Cari amici e amiche (e tutto ciò che sta nel mezzo o ai lati) dell’Associazione 121, innanzitutto grazie. Grazie perché, in un mondo dove spesso si risponde alle critiche con gli insulti o con lo sdegno urlato, voi avete risposto con una nota pacata, argomentata e civile. E questo, credetemi, vi fa onore molto più di mille slogan.
Avete colto nel segno quando dite che nessuno vi critica quando fate “cose serie” (conferenze con l’Università, prevenzione HIV, tutela sul lavoro). E ci mancherebbe altro! Lì fate servizio pubblico, lì siete cittadini che si occupano della res publica. Lì avete il mio applauso, senza se e senza ma.
Il cortocircuito, però, nasce proprio dove voi vedete solo “convivialità” e io vedo “auto-ghetizzazione”. Dite che la “LGBTombola” è solo un gioco di parole simpatico e che serve a creare un “luogo sicuro“ (un safe space, come dicono quelli bravi). Ecco, è proprio questo concetto che mi spaventa e che contesto. Perché se nel 2025, nella placida e civilissima Repubblica di San Marino, sentite il bisogno di creare un recinto specifico per sentirvi “pienamente voi stessi” mentre estraete un numero dal sacchetto, significa che c’è qualcosa che non va nella narrazione.

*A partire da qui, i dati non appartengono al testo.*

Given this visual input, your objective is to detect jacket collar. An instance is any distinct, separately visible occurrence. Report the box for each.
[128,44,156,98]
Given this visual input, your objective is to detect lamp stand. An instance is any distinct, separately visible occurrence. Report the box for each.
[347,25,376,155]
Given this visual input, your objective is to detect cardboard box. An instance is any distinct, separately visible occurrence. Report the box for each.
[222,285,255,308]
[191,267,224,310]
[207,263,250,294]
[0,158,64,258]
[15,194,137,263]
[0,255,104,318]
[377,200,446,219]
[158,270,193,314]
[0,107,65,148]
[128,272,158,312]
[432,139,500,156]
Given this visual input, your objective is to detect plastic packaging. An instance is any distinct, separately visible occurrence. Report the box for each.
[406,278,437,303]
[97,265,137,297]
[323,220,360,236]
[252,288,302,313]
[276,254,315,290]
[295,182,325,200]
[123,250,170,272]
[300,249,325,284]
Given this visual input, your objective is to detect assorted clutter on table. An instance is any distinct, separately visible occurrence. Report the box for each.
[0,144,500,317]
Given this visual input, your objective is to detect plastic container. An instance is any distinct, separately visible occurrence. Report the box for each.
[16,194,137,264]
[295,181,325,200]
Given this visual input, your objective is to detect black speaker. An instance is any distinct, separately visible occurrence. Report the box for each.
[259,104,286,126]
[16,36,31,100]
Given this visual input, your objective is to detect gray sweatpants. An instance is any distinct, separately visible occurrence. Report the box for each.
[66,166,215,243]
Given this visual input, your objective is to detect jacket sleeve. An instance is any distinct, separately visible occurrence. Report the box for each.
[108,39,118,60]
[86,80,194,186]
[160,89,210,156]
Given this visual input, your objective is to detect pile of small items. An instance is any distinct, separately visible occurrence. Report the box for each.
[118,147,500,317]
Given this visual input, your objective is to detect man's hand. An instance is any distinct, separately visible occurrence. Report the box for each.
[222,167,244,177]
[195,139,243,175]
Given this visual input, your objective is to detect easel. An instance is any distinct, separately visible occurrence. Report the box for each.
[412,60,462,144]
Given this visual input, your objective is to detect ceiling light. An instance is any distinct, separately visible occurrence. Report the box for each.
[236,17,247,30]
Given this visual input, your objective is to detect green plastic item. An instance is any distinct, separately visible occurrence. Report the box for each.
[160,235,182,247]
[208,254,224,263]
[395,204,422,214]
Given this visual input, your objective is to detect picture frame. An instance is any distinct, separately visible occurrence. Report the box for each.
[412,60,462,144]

Creare un “luogo sicuro” per una categoria implica, per logica consequenziale, che il resto del mondo (il bar, la piazza, la tombola della parrocchia) sia un “luogo insicuro“ o ostile. È questo messaggio subliminale che crea divisione. Se organizzate una serata per la comunità, state implicitamente dicendo: “Qui stiamo bene tra noi, fuori ci tollerano ma è meglio stare qui“. È la costruzione di una riserva indiana, magari bellissima, coloratissima e piena di gioia, ma pur sempre una riserva.

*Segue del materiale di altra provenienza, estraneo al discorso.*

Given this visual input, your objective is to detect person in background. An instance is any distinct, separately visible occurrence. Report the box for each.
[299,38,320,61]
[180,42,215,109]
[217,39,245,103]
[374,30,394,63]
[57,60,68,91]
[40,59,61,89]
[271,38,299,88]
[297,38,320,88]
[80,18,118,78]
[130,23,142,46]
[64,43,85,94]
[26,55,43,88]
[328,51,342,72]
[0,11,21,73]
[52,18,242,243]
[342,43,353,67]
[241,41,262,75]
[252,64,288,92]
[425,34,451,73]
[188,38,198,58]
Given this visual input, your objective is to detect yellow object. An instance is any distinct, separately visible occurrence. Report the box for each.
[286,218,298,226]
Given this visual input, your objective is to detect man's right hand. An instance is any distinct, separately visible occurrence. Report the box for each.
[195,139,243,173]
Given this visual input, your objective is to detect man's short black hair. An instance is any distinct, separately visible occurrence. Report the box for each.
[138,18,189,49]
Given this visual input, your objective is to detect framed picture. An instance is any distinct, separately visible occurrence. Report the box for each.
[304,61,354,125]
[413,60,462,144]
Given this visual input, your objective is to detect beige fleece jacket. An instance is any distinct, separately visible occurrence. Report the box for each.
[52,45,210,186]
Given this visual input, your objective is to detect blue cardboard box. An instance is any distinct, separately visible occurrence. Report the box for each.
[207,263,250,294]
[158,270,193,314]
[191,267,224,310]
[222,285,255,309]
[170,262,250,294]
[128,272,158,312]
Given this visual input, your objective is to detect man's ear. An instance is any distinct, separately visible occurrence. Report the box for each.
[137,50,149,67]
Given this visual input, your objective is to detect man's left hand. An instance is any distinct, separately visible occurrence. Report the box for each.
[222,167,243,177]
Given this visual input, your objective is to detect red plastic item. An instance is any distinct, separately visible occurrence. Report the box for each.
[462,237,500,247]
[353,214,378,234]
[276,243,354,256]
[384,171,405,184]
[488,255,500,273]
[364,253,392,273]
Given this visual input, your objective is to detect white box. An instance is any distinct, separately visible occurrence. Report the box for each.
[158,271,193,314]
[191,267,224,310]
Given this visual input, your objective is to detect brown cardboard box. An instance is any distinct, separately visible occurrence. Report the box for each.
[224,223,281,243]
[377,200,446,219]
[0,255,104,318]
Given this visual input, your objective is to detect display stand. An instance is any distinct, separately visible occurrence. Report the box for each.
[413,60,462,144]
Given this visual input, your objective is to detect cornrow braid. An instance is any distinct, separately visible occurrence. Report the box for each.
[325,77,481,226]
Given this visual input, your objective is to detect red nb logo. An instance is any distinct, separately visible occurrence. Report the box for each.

Voi dite: “Abbiamo lottato per esprimerci negli spazi pubblici“. Verissimo. Ma la vittoria finale di quella lotta non è colorare lo spazio pubblico con la propria etichetta, è rendere l’etichetta irrilevante. La vera vittoria sarà quando non ci sarà bisogno della LGBTombola per sentirsi a casa, ma quando una coppia gay potrà andare alla Tombola dei Pensionati di Serravalle, tenersi per mano, centrare il terno e sentirsi “al sicuro” tanto quanto nel vostro evento dedicato.
Finché continuerete a mettere il prefisso “LGBT” davanti alle cose normali (che sia un aperitivo, una tombola o una partita a scacchi), continuerete a sottolineare la vostra “eccezionalità”. E l’eccezionalità, alla lunga, stanca. O peggio, divide. La normalità, quella statistica e noiosa, non ha prefissi. È neutra. È di tutti.

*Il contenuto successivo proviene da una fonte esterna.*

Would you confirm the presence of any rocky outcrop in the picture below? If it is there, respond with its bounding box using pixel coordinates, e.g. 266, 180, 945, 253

Quindi, grazie di cuore per l’invito a partecipare. Rifiuto non per snobismo, né per ostilità, ma perchè San Marino non è la mia meta ricrreativa. Io sogno un mondo (e una San Marino) dove non servano “luoghi sicuri” perché l’intero Paese è un luogo sicuro. Sogno un mondo dove non servano “LGBTombole” perché la Tombola è già di tutti.
Continuate pure a fare il vostro prezioso lavoro serio. Sulle etichette ludiche, permettetemi di restare della mia idea: i recinti, anche se dipinti arcobaleno, restano recinti. E io preferisco i prati aperti.
Buon Natale (senza aggettivi) anche a voi.